Criminal trials have begun again in Iraq, and many of the same corrupt judges who presided under Saddam's government are again serving in criminal courts. "I have a case pending here," one man outside a Baghdad court told Reuters. "It's the same old faces."

U.S. hypocrisy on sanctions

FOR 12 long years, Iraq has suffered under crippling sanctions imposed by the United Nations (UN). Now, the U.S. government wants to end this terrible economic war on ordinary Iraqis--but not out of concern for the devastating impact.

The U.S. demanded the economic embargo after Saddam Hussein's regime invaded Kuwait in 1990. Since then, according to UN estimates, sanctions caused the deaths of at least half a million Iraqi children.

Activists campaigned for years to get the embargo lifted, but Washington insisted that it was necessary to stop Saddam Hussein. Now, in order to gain control over Iraq's oil, the Bush administration wants the sanctions ended immediately.

The gross hypocrisy of the U.S. government couldn't be clearer. The sanctions on Iraq couldn't be ended before, even though the cost was the lives of half a million children. But now that oil profits are at stake, Washington wants sanctions lifted as quickly as possible.

The right to resist

FROM CONSERVATIVE pundits to liberal commentators, the fear that Iraq will "sink into chaos" is one of the main justifications for the continued U.S. occupation.

This smacks of the "white man's burden" argument that the Great Powers used to rationalize their colonial adventures from Africa to the Caribbean a century ago. When Donald Rumsfeld appeared last week on Iraqi television to warn that "building a free society isn't easy--it requires hard work and sacrifice," he spoke like a "civilized" colonial conqueror explaining to the "natives" why occupation was for their own good.

Among opponents of the U.S. war, few people believe that Washington is in Iraq for the good of the Iraqi people. But a significant number of activists believe that a U.S. occupation is better than the alternative.

Their argument is wrong for several reasons. First of all, if chaos reigns in Iraq, the blame lies not with the Iraqi people, but with the conquering army that landed there. In the days after the government fell, the U.S. "liberators" stood by while Iraqi museums and government buildings were looted--but they guarded the Ministry of Oil building like a fortress. The U.S. isn't in Iraq to preserve the peace; it's there for a piece of the oil.

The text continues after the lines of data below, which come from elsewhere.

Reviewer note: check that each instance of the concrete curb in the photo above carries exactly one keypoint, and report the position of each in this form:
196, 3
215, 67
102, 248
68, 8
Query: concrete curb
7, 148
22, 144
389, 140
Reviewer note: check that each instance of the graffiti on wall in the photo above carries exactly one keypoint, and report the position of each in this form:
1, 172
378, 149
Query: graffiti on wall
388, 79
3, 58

The Iraqi people should have the right to decide the future of their society--whatever form of government they choose. U.S. troops--or for that matter, UN "peacekeepers"--don't further that cause. They, in fact, hinder it.

The protests of thousands of angry Iraqis demanding that the U.S. get out are an expression of the seething anger at occupation--and show the potential for bringing real democracy to Iraq.

As British journalist Robert Fisk commented in mid-April: "It's easy for a reporter to predict doom, especially after a brutal war that lacked all international legitimacy. But catastrophe usually waits for optimists in the Middle East, especially for false optimists who invade oil-rich nations with ideological excuses and high-flown moral claims and accusations, such as weapons of mass destruction, which are still unproved. So I'll make an awful prediction. That America's war of 'liberation' is over. Iraq's war of liberation from the Americans is about to begin."

With the U.S. imposing its handpicked leaders on the new Iraq and handing out fat contracts to U.S. multinationals, the stage is set for a growing Iraqi opposition to Washington's imperial aims. That opposition deserves the support of anyone who opposed the U.S. war on Iraq. The people of Iraq should determine their own future--not the war makers in Washington.